The rate at which certain ´magic´ plants grow makes feeding animals very cheap. Moringa, Comfrey, Duckweed, Bananas and Papayas all grow so fast that it makes it fairly easy to feed a huge amount of chickens, fish and rabbits without buying food. Comfrey and Moringa both have amino acid profiles similar to grains and pellets. We use barley fodder ( 8-day) but will be running experiments to see if even that can be eliminated. Other than that, the only animal food we buy is the first 2 weeks for our baby meat chickens.
The final advantage is just water supply. There is very little risk of sporadic droughts killing your crops or needing to be stressed out about fickle changes in weather. In general for Nicaragua there are 8 months of modest to abundant rainfall amounts and then 4 months of no rain ( which I will address later). While this seems extreme, and it is, it also is
very predictable which means you can plan ahead. For most farmers,
it is better to know that you are going to have 4 months of no rain
rather than be surprised by one month of no rain in the middle of summer.
So to get into the disadvantages of farming in the tropics, the first is the four months of no rain. This occurs in January, February, March and April. December and May can go either way and usually rain stops mid-December and then starts again the first week of May. Because this affects everyone, water tanks are readily available and cheap and rainwater collection systems are a normal part of life. While we don´t collect enough
rain to last all four months, our collection system does allow us to
stagger our water consumption throughout the dry season resulting in negligible water bills. And of course it is possible to expand the amount of water tanks should it become economically prudent to do so.
The second major disadvantage of tropical farming compared to North America or Europe is insect populations. Many people do not realize it, but a cold, frozen winter does a huge amount to cause a ´reset´ in the populations of many pest insects. This does not happen in the tropics so many insects such as ants are a huge issue and trying to farm like you would in the USA would lead to 100% vegetable loss for most crops. So while we don´t have to battle against an early frost, insect control, especially on an organic farm is a major issue that must be addressed before you put anything in the ground.
As for other pests, birds and lizards are also more of an issue, but
rodents seem to be less of an issue. Birds and insects are such a
issue that you need to be proactive when dealing with them or risk
losing your entire crop.
Another disadvantage is shipping and product availability, especially in the first year at a new garden. Very few seeds types are available, especially heirloom non-GMO plants that are typical in North America. Also equipment that is aimed at backyard vegetable gardeners or small farmers is not widely available. You can´t just go to your local big box garden center or have items shipped by Amazon, instead many things end up being like an Easter egg hunt with long travel times. Farming in Nicaragua is all about large, mono-culture farms with heavy machinery, very little merchandise is available for backyard gardeners and seeds that are not typical to the locals are just not available.
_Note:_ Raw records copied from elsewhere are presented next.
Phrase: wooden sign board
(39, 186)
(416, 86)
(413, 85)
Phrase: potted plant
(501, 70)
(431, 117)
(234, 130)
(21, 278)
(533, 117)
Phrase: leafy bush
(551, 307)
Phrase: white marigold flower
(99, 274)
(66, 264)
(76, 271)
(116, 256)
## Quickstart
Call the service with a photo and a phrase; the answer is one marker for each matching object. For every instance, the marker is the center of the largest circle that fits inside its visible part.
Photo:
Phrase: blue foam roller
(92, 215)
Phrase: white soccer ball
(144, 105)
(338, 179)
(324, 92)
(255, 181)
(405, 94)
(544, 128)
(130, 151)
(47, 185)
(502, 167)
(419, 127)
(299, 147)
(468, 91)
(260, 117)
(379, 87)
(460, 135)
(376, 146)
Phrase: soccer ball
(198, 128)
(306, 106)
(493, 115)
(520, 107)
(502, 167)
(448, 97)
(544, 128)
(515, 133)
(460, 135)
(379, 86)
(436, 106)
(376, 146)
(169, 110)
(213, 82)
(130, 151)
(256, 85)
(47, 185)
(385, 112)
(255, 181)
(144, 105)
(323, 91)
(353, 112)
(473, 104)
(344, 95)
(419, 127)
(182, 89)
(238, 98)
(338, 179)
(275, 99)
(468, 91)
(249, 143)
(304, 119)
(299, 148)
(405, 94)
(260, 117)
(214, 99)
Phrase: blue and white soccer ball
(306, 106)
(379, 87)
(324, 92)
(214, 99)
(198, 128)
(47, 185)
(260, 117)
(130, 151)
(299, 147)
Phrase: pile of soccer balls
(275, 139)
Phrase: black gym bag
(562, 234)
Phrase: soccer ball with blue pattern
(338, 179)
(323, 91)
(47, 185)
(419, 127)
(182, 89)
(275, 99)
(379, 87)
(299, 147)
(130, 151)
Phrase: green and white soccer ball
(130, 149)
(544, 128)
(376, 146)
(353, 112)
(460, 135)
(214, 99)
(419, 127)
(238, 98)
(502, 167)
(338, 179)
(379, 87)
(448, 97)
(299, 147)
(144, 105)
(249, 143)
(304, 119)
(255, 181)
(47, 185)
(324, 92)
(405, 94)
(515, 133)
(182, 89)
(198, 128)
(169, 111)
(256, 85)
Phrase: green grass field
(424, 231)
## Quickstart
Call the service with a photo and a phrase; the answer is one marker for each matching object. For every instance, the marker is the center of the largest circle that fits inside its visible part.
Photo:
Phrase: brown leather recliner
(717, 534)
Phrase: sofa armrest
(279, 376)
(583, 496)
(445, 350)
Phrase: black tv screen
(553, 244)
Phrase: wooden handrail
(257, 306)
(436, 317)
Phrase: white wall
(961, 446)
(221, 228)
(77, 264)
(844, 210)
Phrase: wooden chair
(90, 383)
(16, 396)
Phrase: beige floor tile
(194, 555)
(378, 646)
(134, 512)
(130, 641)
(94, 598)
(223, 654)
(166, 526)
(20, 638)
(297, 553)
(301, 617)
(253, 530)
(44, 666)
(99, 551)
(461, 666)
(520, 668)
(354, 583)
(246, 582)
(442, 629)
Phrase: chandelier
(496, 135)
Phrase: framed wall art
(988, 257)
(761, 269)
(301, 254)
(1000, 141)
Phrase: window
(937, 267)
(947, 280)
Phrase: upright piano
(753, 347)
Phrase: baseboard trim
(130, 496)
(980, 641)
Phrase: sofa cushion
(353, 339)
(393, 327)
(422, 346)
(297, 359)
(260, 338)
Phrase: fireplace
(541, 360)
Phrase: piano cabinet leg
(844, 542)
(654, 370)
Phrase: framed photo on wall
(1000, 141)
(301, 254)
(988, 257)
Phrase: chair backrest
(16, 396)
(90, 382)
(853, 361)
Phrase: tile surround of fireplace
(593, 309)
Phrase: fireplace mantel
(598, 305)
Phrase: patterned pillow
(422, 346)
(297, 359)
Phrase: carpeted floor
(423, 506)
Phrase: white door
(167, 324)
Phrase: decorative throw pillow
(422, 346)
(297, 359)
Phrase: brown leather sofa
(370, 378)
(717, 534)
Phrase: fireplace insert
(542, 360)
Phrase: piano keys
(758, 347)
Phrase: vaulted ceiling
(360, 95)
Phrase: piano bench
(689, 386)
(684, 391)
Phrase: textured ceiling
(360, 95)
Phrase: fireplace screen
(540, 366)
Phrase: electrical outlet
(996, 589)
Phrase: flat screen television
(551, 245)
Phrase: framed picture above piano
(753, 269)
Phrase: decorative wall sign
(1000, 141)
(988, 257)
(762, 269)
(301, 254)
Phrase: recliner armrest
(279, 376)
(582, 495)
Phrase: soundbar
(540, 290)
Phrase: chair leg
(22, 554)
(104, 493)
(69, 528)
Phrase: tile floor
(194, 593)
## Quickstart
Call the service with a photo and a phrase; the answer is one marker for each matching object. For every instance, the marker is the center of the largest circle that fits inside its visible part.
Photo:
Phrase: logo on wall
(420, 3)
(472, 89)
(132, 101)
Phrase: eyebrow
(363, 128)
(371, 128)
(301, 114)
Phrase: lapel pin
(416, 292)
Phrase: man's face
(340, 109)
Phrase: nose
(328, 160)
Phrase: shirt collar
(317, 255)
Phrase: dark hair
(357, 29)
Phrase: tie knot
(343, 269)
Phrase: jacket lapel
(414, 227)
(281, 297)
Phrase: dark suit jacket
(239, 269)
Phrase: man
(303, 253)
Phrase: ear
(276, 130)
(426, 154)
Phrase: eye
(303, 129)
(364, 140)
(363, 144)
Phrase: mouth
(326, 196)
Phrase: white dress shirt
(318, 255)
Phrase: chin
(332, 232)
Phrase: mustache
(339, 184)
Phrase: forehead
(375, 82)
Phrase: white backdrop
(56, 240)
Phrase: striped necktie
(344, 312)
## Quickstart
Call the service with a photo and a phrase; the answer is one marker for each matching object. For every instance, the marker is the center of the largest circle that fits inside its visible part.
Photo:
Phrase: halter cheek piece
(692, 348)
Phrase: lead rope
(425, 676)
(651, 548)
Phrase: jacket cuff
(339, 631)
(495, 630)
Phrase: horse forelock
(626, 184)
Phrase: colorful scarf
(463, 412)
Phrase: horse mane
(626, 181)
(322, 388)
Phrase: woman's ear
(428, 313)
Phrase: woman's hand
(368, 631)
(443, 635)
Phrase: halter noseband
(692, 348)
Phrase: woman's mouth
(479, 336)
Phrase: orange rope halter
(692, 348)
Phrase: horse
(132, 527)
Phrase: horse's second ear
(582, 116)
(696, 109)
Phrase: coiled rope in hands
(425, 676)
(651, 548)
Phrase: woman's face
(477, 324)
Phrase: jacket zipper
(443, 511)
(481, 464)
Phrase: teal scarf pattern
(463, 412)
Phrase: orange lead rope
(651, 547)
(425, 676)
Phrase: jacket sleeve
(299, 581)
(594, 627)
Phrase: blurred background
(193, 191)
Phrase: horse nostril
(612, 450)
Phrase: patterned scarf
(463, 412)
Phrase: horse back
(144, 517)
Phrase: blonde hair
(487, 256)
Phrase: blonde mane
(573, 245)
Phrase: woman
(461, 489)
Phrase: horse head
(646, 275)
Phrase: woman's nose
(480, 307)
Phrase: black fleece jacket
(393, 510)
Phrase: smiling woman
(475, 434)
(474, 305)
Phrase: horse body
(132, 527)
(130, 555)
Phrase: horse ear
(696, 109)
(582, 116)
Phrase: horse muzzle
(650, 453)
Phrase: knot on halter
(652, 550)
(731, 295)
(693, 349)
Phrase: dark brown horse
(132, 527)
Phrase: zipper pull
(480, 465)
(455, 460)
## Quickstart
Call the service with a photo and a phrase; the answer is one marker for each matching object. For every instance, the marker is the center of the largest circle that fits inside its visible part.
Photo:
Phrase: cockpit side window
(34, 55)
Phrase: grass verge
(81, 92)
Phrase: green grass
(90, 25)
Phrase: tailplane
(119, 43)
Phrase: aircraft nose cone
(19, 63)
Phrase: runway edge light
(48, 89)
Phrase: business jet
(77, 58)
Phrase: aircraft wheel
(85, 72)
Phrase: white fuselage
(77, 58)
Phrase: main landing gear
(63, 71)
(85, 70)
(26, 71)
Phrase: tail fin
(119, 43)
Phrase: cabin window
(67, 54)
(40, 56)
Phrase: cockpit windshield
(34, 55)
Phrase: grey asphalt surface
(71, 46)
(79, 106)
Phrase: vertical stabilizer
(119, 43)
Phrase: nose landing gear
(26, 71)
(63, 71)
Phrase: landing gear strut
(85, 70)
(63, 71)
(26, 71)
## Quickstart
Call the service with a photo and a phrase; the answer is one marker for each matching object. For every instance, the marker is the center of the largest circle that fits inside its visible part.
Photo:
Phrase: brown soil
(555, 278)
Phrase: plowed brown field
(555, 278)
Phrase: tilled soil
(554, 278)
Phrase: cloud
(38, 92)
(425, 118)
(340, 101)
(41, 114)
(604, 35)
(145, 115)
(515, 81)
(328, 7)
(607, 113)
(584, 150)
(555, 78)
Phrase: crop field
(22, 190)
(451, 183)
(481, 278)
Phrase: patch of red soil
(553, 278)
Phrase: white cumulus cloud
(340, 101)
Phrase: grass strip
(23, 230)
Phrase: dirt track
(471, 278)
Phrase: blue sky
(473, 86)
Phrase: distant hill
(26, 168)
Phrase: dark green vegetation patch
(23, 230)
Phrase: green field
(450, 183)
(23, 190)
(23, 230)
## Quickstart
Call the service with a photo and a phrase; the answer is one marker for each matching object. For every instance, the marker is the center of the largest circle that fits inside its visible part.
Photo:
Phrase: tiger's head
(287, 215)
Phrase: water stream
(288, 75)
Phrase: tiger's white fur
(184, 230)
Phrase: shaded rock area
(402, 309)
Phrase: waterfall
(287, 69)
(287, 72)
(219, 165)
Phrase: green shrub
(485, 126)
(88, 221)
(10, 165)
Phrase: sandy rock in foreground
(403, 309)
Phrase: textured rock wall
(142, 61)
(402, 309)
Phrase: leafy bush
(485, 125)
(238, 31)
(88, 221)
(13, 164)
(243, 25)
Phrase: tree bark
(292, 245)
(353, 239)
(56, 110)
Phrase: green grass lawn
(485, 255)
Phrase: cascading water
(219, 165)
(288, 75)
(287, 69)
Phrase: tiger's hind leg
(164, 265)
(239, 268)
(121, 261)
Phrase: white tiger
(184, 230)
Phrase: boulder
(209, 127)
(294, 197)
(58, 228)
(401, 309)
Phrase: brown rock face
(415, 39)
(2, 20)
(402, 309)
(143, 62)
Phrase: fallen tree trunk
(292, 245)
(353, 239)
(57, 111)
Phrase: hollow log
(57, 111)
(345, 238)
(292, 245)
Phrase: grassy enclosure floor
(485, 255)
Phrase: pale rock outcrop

The final issue is just information, especially here in Nicaragua. So much of the great knowledge available on the internet, especially YouTube, just is not relevant to farming in the tropics. At the same time, Nicaragua and most of Central America is very ´old school´ farming with only three or four staple crops grown everywhere, and nothing else. There is also a lot of missed opportunities that we hope this website will address. Things that are amazing for small farms and gardens in the tropics that just are not being done or talked about because small scale urban type farming is not being done here. There are game-changing opportunities here that have just not gained traction the way small homestead or urban farms have in North America over the past decade. One of the side goals of our women´s shelter organic farm is to increase knowledge about being self-sufficient with backyard gardens. I personally follow about a dozen YouTubers who give great information about organic gardening, unfortunately a large chunk of the information is irrelevant, and at the same time much of what we can do here has not been fully researched or documented. In my opinion, one of the greatest accomplishments of the internet has been the ability of small farmers to experiment and share successes and failures which has led to an almost exponential growth in productivity of small farms. We are just getting started doing that in the tropics.